Other than the artificial orchid arrangement Thom created for the Florida room, we did absolutely nothing in the way of home improvement.  He's gotten a lot of use out of that vase.


I also stayed longer into the spring to recover from my surgery, a smart move.  I turned the pool into a physical therapy center, moving from one side to the other to avoid the morning and afternoon sun which seemed to shine nearly every day for months.  Florida experienced severe drought and wildfires during our stay.

Morning Sun
Afternoon Sun
I spent hours looking up into the sky while doing PT as birds, butterflies, planes and drones drifted past.  Very Zen.


The South Florida National Cemetery lowered the flag to honor President Jimmy Carter.  His death at 100 offered a poignant and timely reminder of how selflessness can serve the American people.  I'm embarrassed to admit that I threw my vote away on John B. Anderson when the peanut farmer from Georgia ran for re-election in 1980.


We fled to Sarasota for two nights in late January while exterminators fumigated the house for termites.
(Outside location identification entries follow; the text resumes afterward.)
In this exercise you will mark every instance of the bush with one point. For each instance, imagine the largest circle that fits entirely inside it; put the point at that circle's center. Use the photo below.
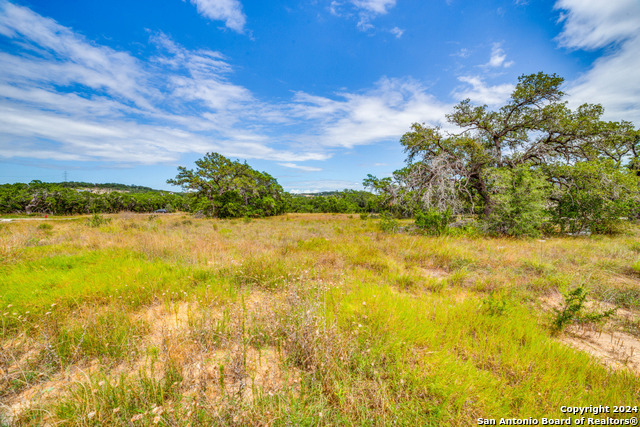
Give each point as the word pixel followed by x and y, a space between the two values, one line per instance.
pixel 433 221
pixel 98 220
pixel 593 196
pixel 388 223
pixel 573 311
pixel 519 197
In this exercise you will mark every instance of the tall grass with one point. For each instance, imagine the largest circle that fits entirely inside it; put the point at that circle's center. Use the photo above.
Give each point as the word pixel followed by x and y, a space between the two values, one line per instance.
pixel 296 320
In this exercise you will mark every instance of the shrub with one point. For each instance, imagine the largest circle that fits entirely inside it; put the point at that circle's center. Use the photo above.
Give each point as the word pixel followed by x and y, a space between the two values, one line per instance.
pixel 98 220
pixel 433 221
pixel 388 223
pixel 519 202
pixel 574 312
pixel 594 196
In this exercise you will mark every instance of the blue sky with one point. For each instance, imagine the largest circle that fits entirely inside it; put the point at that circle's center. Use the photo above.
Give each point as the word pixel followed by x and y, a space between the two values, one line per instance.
pixel 315 92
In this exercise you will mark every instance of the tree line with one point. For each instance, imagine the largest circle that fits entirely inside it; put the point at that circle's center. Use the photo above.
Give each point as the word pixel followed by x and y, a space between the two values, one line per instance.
pixel 529 167
pixel 76 198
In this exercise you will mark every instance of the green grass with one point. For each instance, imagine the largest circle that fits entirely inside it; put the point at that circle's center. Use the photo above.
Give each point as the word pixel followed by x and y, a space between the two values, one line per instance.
pixel 298 320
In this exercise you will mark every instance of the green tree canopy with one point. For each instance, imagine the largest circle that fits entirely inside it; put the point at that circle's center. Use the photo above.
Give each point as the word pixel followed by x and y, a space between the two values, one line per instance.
pixel 225 188
pixel 535 129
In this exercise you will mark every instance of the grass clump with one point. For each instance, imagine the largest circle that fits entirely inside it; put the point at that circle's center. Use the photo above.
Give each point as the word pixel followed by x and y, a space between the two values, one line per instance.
pixel 97 220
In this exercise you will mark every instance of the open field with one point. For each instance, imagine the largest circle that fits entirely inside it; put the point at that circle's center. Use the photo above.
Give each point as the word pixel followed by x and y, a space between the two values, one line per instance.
pixel 305 320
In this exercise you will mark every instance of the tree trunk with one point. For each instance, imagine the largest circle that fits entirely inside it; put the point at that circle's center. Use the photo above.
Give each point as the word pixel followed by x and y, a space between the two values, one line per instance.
pixel 481 187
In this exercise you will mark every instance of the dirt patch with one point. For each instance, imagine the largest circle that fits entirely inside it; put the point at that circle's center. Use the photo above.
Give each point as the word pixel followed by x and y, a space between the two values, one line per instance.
pixel 612 347
pixel 615 349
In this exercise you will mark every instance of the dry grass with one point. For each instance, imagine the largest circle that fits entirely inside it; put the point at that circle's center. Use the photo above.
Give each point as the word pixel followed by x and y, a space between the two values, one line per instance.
pixel 303 320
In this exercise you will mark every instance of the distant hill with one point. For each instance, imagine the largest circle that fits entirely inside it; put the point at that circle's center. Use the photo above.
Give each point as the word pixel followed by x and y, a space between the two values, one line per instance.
pixel 108 187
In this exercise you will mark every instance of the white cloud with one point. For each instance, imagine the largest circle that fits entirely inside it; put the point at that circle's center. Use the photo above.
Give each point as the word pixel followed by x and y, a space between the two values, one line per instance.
pixel 398 32
pixel 365 11
pixel 383 113
pixel 498 57
pixel 300 167
pixel 592 24
pixel 378 7
pixel 321 185
pixel 478 91
pixel 63 97
pixel 229 11
pixel 613 80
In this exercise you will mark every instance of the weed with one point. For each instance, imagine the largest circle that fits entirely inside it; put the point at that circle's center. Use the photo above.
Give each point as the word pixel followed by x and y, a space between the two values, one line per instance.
pixel 97 220
pixel 573 311
pixel 388 223
pixel 496 304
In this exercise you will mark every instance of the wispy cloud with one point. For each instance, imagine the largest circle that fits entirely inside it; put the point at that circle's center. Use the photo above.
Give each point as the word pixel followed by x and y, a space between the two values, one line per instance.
pixel 479 92
pixel 613 80
pixel 300 167
pixel 498 57
pixel 384 112
pixel 398 32
pixel 592 24
pixel 365 11
pixel 229 11
pixel 63 97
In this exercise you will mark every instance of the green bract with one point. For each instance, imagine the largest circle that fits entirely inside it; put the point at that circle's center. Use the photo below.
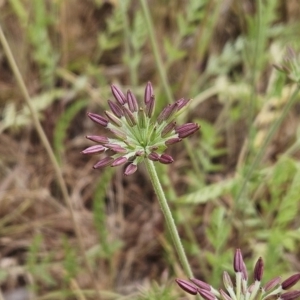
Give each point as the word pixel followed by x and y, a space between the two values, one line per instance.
pixel 137 134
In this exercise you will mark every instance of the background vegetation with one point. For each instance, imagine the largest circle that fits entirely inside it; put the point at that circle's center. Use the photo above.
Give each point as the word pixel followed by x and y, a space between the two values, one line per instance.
pixel 234 185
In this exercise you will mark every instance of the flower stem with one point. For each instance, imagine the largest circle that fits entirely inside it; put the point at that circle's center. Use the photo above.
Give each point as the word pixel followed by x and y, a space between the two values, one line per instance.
pixel 157 56
pixel 168 216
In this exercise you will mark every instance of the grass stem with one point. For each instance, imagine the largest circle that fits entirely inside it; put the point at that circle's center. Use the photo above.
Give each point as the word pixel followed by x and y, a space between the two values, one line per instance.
pixel 157 56
pixel 46 144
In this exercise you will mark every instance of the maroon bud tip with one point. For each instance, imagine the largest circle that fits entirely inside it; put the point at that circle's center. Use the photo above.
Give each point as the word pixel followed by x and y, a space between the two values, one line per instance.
pixel 168 128
pixel 244 272
pixel 290 295
pixel 187 286
pixel 259 269
pixel 116 148
pixel 130 118
pixel 132 103
pixel 119 161
pixel 291 281
pixel 238 261
pixel 150 107
pixel 113 119
pixel 227 280
pixel 207 295
pixel 98 139
pixel 186 129
pixel 201 284
pixel 105 162
pixel 270 285
pixel 130 169
pixel 148 92
pixel 166 159
pixel 115 109
pixel 224 295
pixel 172 141
pixel 98 119
pixel 118 94
pixel 94 149
pixel 154 156
pixel 182 103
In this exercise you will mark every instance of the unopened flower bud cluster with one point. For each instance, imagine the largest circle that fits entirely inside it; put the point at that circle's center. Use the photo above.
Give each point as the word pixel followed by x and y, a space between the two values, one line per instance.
pixel 137 134
pixel 272 290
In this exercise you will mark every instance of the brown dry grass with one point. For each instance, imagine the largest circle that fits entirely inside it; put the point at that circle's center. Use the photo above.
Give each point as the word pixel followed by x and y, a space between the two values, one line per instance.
pixel 30 199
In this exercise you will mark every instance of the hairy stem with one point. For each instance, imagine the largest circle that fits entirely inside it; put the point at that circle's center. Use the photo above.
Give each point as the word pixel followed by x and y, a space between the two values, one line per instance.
pixel 168 216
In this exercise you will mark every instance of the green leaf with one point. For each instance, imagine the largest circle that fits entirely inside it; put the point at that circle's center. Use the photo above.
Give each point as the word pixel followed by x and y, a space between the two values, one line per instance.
pixel 208 193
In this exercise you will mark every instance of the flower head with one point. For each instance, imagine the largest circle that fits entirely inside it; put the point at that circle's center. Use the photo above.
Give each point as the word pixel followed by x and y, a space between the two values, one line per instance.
pixel 274 289
pixel 137 134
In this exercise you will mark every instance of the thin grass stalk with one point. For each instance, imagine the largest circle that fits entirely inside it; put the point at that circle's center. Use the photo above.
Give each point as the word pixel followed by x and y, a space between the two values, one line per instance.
pixel 267 140
pixel 132 69
pixel 168 217
pixel 49 151
pixel 158 60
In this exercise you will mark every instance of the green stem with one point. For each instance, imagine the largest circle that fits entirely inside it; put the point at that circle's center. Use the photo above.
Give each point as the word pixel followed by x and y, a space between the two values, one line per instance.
pixel 168 216
pixel 154 43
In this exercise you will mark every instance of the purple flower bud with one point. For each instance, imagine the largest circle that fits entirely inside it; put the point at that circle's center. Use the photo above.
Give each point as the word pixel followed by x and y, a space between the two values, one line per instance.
pixel 130 118
pixel 167 113
pixel 115 109
pixel 182 103
pixel 244 272
pixel 130 169
pixel 187 286
pixel 140 153
pixel 150 107
pixel 105 162
pixel 290 295
pixel 258 269
pixel 119 161
pixel 113 119
pixel 270 285
pixel 224 295
pixel 98 119
pixel 118 94
pixel 98 139
pixel 227 280
pixel 132 103
pixel 206 294
pixel 118 133
pixel 186 129
pixel 201 284
pixel 154 156
pixel 291 281
pixel 116 148
pixel 148 92
pixel 141 118
pixel 168 128
pixel 166 159
pixel 238 261
pixel 94 149
pixel 172 141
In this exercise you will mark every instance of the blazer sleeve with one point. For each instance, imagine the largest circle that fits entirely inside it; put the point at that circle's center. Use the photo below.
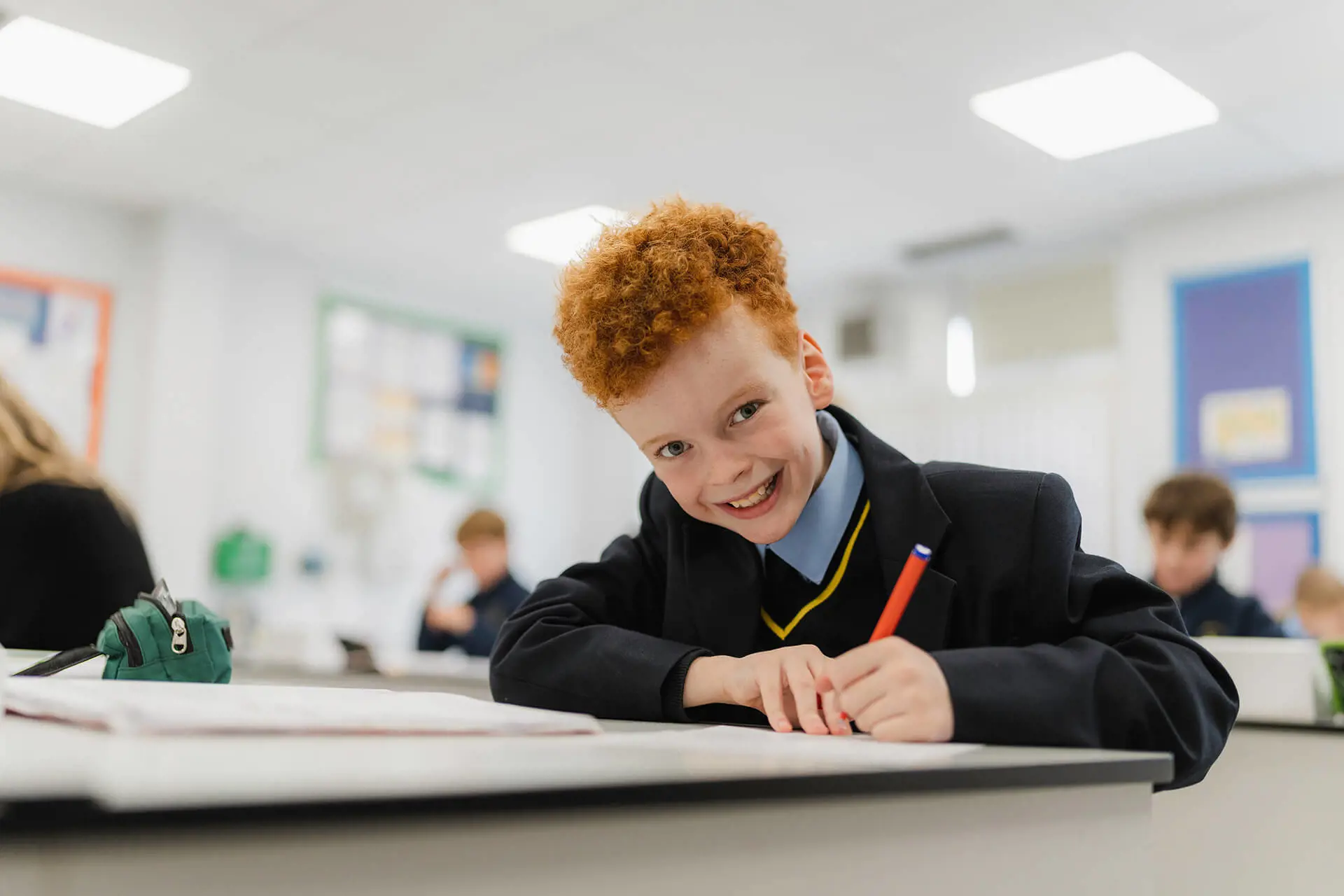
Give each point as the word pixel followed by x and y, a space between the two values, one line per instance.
pixel 588 641
pixel 1104 660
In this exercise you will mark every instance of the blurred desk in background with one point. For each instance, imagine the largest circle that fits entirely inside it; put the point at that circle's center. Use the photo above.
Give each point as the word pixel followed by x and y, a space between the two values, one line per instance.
pixel 1265 821
pixel 89 812
pixel 451 673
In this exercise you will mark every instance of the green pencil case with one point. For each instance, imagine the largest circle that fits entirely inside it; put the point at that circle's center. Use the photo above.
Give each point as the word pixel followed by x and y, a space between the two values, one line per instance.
pixel 158 638
pixel 1334 653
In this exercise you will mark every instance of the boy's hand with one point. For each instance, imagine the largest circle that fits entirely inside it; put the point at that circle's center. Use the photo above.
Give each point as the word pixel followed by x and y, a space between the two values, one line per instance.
pixel 891 690
pixel 778 682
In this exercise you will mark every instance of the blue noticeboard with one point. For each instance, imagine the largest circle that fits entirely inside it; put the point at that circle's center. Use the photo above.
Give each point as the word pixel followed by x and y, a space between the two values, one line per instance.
pixel 1243 372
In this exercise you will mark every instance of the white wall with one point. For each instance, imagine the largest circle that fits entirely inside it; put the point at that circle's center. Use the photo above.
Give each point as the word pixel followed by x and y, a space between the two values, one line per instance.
pixel 1056 414
pixel 1241 232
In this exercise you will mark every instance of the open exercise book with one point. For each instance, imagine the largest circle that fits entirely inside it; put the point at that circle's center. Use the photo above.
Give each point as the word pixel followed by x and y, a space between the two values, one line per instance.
pixel 175 708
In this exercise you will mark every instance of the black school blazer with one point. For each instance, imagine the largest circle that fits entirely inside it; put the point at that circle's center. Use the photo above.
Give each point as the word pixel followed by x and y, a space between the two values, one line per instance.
pixel 1041 644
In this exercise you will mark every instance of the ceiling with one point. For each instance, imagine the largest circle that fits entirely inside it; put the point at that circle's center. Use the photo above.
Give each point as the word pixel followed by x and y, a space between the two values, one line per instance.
pixel 409 134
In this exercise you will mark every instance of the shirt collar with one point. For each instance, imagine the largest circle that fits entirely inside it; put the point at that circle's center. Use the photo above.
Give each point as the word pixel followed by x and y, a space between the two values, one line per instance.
pixel 813 539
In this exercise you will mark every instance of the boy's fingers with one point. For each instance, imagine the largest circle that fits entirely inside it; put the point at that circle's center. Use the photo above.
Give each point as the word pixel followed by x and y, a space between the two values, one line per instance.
pixel 772 700
pixel 831 708
pixel 804 697
pixel 862 694
pixel 858 663
pixel 879 713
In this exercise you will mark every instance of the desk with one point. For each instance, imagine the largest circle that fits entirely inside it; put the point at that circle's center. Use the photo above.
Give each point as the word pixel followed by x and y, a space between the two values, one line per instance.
pixel 468 676
pixel 1265 820
pixel 556 816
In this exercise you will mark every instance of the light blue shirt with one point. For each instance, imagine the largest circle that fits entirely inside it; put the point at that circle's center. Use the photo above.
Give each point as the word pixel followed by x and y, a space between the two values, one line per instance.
pixel 813 539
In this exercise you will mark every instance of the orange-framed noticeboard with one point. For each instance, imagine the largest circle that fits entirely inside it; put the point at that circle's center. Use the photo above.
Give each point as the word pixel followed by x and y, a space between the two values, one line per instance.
pixel 54 333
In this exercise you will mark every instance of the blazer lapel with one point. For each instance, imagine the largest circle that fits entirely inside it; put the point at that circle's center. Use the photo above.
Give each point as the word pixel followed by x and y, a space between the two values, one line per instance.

Here's Thom with chatty Heidi, the German proprietor of a kitschy schnitzel house she named for herself after moving to south Florida from Berlin 19 years ago.  "I found my people here," she explained.


An enormous scale model of an early 20th-century circus was the highlight of our visit to the Ringling Museum.


The ants returned to the Folly less than a week after the termites disappeared.  It's either one or the other in Florida.  Reservations for our cutting board were overbooked.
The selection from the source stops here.